Youngstown students parade for after-school programs

Hundreds of Youngstown City Schools students marched along Wood Street in Youngstown on Thursday in a parade that was part of Lights On Afterschool, an event hosted by the Youngstown Afterschool Alliance to promote the after-school programs attended by about 300 Youngstown students.
By JORDYN GRZELEWSKI
jgrzelewski@vindy.com
YOUNGSTOWN
For many kids, going to school seems like a chore.
Many Youngstown City Schools students, however, look forward to staying at school even after the final bell has rung.
Or so it appeared during a parade Thursday afternoon in which hundreds of students marched along Wood Street, enthusiastically shouting and waving banners the whole way, to promote the after-school programs they attend.
The parade was part of Lights On Afterschool, an event sponsored by the Youngstown Afterschool
Alliance as part of a national campaign in which more than 7,500 sites will participate this month.

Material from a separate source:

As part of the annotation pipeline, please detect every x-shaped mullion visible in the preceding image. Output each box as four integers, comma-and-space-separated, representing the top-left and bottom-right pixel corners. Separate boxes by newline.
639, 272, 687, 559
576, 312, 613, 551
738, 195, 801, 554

The parade started in front of the Youngstown Board of Education office on Wood Street and ended at Choffin Career and Technical Center, where students heard from schools Superintendent Connie Hathorn, Youngstown State University President Jim Tressel and Dorothy Collins of Eastern Gateway Community College.
“We have these after-school programs for you,” Hathorn told students. “We’re going to take care of you and do anything we can to make you successful.”
Students also got to participate in math and reading activities, and had healthful foods to snack on. Partners
such as OH WOW! The Roger & Gloria Jones Children’s Center for Science & Technology, and the Public Library of Youngstown and Mahoning County had tables at the event.
Learning paired with fun-filled activities is what the after-school programs — in which about 300 students participate — are all about, according to April Alexander, project director for the programs at Williamson Elementary, Rayen Early College and Chaney.
“Afterschool provides academic enrichment and youth development in very key ways for kids,” she said, adding that while students get help on homework, they also do things such as STEM (science, technology, engineering and mathematics) activities, robotics demonstrations and poetry readings.
It also helps kids who are behind in school, Alexander said.
“We target students who are below grade level in reading or math, and we work with them throughout the year to build those skills,” she said.
Tiaunnah El’amin, a seventh-grader at Chaney, goes to after-school programs to get help in “math, science — everything,” she said, and not because her parents are making her.
“I wanted to go. To help me get better in math,” she said.
And, “It helps with children that have parents who are working,” said Councilwoman Annie Gillam, D-1st, a member of the after-school alliance advisory board.
The programs, which are offered at Williamson, Chaney, Rayen Early College, East Middle School and East High School, and Martin Luther King, William Holmes McGuffey and Harding elementary schools, are funded mostly through a U.S. Department of Education grant. Alexander said each program costs about $100,000 per year.
She said the key to the success of the programs is the strong community partnerships with local businesses, nonprofits, government and the school district.